Autor/es reacciones

Rafael Matesanz

Creator and founder of the National Transplant Organisation.

There are two fundamental limiting factors for the development of transplantation. On the one hand, the supply/demand disproportion, which is trying to be improved either by organisational measures or by the use of genetically modified animals, so far with little success. On the other hand, rejection remains the sword of Damocles for transplant recipients, and the immunosuppressive drugs available, apart from not being able to prevent it 100%, have a multitude of side effects, especially in the long term. Hence, one of the main avenues of current research is to achieve a state of ‘immunotolerance’: to ensure that the transplant recipient tolerates the organ as if it were his or her own and therefore does not need immunosuppressive drugs, or only in low doses, thus avoiding their harmful effects and achieving indefinite survival of the transplant.

This article is along these lines. One of the most studied procedures to achieve immunotolerance is to combine organ transplantation with a bone marrow or other form of haematopoietic progenitor transplant from the same donor preceded by preparative treatment. Promising results have been obtained with various abdominal organs, but not in cardiac transplantation, which raises many questions. What the authors have done using great apes as experimental animals is to transplant either a heart, or a heart associated with a kidney and bone marrow transplant from the same donor. Immunotolerance was induced only when the kidney was associated with the transplanted heart, a situation in which the animals did not experience rejection. 
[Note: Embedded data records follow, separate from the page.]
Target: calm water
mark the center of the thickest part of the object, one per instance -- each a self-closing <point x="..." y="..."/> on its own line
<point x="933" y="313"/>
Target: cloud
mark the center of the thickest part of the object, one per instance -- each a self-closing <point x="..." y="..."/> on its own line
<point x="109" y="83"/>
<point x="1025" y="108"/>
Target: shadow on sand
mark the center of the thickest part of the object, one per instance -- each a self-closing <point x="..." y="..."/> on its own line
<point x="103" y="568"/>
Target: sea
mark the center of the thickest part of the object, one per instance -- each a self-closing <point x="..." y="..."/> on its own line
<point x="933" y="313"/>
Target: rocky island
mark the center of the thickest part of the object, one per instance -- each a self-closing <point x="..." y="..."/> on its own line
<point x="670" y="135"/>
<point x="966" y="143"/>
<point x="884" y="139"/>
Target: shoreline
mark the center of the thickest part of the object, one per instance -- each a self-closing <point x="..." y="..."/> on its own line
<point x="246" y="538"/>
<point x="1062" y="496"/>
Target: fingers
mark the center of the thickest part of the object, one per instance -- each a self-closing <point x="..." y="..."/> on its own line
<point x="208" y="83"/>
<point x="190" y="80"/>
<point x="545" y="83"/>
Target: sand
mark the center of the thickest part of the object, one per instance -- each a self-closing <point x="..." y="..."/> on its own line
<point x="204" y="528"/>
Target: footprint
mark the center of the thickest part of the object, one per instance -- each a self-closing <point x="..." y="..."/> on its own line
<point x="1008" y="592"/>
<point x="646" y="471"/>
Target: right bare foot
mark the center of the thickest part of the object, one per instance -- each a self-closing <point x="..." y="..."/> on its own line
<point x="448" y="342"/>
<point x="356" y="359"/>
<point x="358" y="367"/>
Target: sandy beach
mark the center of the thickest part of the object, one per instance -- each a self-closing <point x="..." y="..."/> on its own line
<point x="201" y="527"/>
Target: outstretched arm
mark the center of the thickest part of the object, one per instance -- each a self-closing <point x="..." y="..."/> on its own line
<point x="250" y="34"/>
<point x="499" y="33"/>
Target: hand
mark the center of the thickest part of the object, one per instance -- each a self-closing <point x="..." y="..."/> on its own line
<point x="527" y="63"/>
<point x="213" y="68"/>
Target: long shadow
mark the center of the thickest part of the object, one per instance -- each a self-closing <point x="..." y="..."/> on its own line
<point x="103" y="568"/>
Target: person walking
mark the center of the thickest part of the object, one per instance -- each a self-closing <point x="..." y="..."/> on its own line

In discussing the mechanisms by which this phenomenon could occur, which the authors call KICAT (kidney-induced cardiac allograft tolerance), they rule out a number of possibilities such as the erythropoietin produced by the kidney or a greater or lesser genetic similarity between donors and recipients, and conclude that it is due to the presence in the kidney of lymphatic structures rich in a type of T-regulatory cells that would not be present in the heart. Similar structures may explain why combined transplants involving the liver as one of the organs generate fewer rejections than those involving other organs in isolation.

The article represents an undoubtedly interesting experimental contribution to a better understanding of how to deal with immunotolerance in the clinic. Combined heart-kidney transplantation represents 5% of all heart transplants in North America (in Spain it is less than 1%) and therefore the authors propose the need for common protocols that allow for a deeper understanding of this phenomenon and improve results.